Summary Judgment Process
Once your mortgage lender files a foreclosure lawsuit it must notify you by sending a summons about the case. The foreclosure lawsuit summons gives a deadline, usually between 15 and 30 days, to file an answer with the court. If you don't respond to your lender's mortgage foreclosure lawsuit in time you won't be able to present your side. Failing to present your side in a mortgage foreclosure lawsuit almost always guarantees a summary judgment, though, most mortgage lenders routinely ask for such judgments anyway.
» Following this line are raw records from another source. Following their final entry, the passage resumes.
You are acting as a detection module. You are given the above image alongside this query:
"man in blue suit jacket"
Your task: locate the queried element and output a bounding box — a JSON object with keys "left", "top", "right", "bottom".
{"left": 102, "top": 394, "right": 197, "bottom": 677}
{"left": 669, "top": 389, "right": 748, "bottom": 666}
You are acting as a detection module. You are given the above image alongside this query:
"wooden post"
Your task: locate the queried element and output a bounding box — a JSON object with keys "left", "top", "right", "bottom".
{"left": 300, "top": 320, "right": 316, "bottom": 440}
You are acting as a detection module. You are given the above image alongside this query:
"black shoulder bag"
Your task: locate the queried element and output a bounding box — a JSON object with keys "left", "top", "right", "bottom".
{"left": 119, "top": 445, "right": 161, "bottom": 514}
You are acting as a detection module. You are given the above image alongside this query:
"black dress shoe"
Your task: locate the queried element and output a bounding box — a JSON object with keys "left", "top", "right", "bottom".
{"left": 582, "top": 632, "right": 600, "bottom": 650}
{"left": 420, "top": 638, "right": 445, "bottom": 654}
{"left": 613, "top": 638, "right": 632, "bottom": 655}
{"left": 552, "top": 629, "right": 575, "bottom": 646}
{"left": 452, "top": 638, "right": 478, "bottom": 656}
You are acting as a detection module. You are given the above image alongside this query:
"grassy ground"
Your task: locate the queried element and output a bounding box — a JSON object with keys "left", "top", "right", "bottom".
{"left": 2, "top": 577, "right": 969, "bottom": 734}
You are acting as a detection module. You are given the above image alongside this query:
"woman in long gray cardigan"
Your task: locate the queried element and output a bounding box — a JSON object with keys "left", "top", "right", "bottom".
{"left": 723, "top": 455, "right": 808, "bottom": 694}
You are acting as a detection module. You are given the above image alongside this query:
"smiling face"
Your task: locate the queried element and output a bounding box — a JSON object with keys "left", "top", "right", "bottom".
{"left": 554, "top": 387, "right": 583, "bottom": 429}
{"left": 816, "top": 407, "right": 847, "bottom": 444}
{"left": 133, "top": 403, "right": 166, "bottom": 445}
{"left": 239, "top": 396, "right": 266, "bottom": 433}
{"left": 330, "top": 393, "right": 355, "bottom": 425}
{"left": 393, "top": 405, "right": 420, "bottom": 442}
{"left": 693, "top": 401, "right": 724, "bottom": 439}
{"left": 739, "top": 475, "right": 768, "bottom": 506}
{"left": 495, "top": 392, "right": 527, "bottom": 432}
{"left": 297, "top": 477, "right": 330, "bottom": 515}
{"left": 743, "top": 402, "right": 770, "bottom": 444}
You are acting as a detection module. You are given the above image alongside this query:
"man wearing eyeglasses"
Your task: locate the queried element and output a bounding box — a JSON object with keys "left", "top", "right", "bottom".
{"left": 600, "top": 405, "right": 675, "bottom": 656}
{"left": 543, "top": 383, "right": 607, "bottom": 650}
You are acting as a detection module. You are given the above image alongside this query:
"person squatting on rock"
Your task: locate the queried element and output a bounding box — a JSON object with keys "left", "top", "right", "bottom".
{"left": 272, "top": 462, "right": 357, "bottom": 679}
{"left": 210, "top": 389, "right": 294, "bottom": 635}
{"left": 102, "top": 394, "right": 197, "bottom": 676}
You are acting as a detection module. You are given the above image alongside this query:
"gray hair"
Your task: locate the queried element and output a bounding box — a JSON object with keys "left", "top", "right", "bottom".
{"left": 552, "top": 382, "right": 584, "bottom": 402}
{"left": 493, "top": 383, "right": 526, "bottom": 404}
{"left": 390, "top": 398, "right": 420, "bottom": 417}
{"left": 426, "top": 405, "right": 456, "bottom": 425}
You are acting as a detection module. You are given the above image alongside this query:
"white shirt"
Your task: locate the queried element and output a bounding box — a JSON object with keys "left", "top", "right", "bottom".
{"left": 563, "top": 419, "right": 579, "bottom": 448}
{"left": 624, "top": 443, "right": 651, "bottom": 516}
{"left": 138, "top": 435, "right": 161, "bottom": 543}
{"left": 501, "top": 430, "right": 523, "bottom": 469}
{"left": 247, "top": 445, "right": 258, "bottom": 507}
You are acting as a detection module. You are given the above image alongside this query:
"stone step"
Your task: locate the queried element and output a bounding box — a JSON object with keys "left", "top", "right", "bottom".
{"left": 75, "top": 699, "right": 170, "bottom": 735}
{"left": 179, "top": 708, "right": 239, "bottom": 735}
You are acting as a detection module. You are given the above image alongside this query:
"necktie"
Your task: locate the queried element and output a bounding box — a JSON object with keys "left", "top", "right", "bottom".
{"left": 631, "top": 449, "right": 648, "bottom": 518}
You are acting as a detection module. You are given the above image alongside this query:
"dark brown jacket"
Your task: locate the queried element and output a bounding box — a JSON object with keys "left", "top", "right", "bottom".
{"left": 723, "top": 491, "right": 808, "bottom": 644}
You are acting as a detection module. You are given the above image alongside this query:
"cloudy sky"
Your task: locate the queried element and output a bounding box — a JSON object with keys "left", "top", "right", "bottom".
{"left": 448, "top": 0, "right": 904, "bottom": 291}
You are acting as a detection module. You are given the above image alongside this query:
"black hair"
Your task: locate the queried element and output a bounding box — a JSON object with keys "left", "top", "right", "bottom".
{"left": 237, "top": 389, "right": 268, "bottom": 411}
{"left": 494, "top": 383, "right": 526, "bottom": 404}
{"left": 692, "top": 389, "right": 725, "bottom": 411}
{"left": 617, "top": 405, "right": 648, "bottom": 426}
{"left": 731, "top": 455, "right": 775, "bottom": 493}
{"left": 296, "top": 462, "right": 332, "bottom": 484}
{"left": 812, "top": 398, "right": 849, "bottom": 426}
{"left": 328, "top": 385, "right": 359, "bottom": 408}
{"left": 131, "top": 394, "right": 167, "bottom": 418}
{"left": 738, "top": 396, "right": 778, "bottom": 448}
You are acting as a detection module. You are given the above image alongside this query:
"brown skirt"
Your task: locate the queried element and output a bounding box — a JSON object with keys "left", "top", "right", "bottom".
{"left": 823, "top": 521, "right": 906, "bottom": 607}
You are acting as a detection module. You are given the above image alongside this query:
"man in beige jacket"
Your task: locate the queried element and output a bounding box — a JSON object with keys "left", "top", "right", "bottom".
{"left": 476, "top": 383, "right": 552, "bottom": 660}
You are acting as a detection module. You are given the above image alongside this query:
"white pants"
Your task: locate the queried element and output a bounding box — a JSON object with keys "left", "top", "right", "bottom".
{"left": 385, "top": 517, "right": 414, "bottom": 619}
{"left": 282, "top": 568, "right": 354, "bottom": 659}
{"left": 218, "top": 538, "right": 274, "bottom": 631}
Disputing a Summary Judgment
Once a mortgage lender files for summary judgment the judge schedules a hearing to decide on the motion, usually within three weeks. If you need more time to file your summary judgment response you can file a motion to extend time. When the summary judgment hearing arrives you must show evidence that the facts are in dispute. Disputed facts may include how much you owe, whether you really defaulted on your mortgage or that the lender didn't follow the law. If you successfully dispute a mortgage foreclosure summary judgment motion, the judge will schedule a foreclosure trial.
Summary Judgment Appeals
If your lender wins a summary judgmen, you can file an appeal. Writing at the Indiana Lawyer website, reporter Jennifer Nelson states that in 2010 one homeowner convinced an appellate court to throw out a summary judgment. The homeowner admitted being behind in the mortgage, but said her lender's refusal to accept partial payments violated certain federal requirements. The appeals court agreed and directed the lower court to let the homeowner make her case.
Mortgage Foreclosure Fraud
Newspapers and attorneys have reported multiple cases of foreclosure fraud. The Florida Times Union website notes examples of foreclosure fraud, including homeowners never receiving summonses and process servers forging records to show summonses had been delivered when they hadn't. Attorney Matt Weidner's website also states courts deliver mortgage foreclosure summary judgments too quickly. Weidner recommends that in any summary judgment hearing you or your attorney check every piece of the lender's evidence and challenge anything that looks out of place.